Accadrà invece che, non appena gli eserciti democratici, incluso il nostro, ipocritamente incaricato di svolgere attività di pace (balle, la guerra è guerra), abbandoneranno i terreni di battaglia, lasciandosi alle spalle il fragile simulacro di una democrazia esportata e subito marcita, ricominceranno i guai: i talebani rialzeranno il capo e, poiché godono del consenso di numerosi compatrioti, in quattro e quattr'otto riconquisteranno la loro nazione momentaneamente invasa da Usa e soci, ripristinando il vecchio regime. Le avvisaglie sono già evidenti. Non ci credete? Ecco la notizia. Alcuni giorni orsono i suddetti talebani (maggioritari) hanno compiuto l'ennesima strage. Questa volta nella provincia di Ghazni: 80 morti, di cui 12 - sottolineo dodici - decapitati. Una carneficina di cui nessuno ha parlato, cosicché è come se non fosse avvenuta, ma 12 teste tagliate e altri 68 cadaveri in aggiunta meritano, suppongo, una riflessione.
Se gli estremisti afghani, dopo 12 anni di combattimenti, sono ancora in grado di «offrire» agli invasori un'ecatombe del genere, forse siamo di fronte alla prova che l'iniziativa bellica è stata velleitaria, inutile. La tentata esportazione dei riti democratici in Afghanistan si è risolta in un'impresa fallimentare della quale dovremmo - noi occidentali - vergognarci, poiché dimostra che non conosciamo né la nostra debolezza né la forza dei talebani, in tempi lontani (ma non troppo) vincitori addirittura contro l'Unione Sovietica. Quanto siamo idioti. Desideriamo educare altri popoli, ma non siamo attrezzati per educare noi stessi alla realtà.
In sintesi. Che ci aspettiamo fra tre mesi se non la rivalsa e il trionfo dei talebani che ci eravamo illusi di mettere in un angolo durante due lustri di massacri? Conviene che ci battiamo il petto: abbiamo sbagliato tutto. Hanno sbagliato gli Usa a ritenere che fosse possibile convertire gli islamici ai propri modelli di governo, e abbiamo sbagliato noi italianucci ad accodarci agli americani per fare bella figura, senza renderci conto che sarebbe stata brutta, pessima.
Non riusciamo a ficcarci nel cranio che esistono Paesi impenetrabili per la nostra cultura, impossibili da piegare alla civiltà occidentale. Abbandonarli al loro destino è obbligatorio se si intende evitare ritorsioni. Mandare in certe zone soldati che a centinaia muoiono invano è una follia. Desistere, bisogna desistere anche per scongiurare ripercussioni violente da parte degli estremisti esaltati dalla religione. Ma sono parole al vento. Difatti sono in atto bombardamenti in Siria contro l'Isis, e trascuriamo quanto succede in Irak, dove si è battagliato anni e anni col risultato di incrementare nel popolo un odio antioccidentale talmente forte da essere incontenibile. Più bombe sganciamo su Siria e Irak, più teste vedremo staccarsi dal collo di nostra gente.

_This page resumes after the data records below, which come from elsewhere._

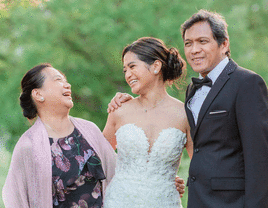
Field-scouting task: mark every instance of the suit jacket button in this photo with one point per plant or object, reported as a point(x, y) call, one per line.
point(193, 178)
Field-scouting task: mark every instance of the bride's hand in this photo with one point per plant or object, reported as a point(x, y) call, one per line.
point(179, 182)
point(117, 101)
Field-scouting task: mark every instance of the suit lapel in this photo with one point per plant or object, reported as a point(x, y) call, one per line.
point(216, 88)
point(189, 94)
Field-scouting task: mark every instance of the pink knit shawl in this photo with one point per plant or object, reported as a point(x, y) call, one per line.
point(29, 180)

L'errore che commettiamo è il solito: interveniamo militarmente, ma appena appena, senza sporcarci le mani. E poiché gli islamici invece se le sporcano, eccome, ci menano di brutto. La guerra in Vietnam poi non ha insegnato nulla agli americani e neppure a noi.
Interferiamo nei fatti altrui suscitando risposte isteriche, cui replichiamo con raid aerei a casaccio, peggiorando i rapporti internazionali e collezionando sconfitte su sconfitte; e sorvoliamo sulle teste mozzate, in costante aumento.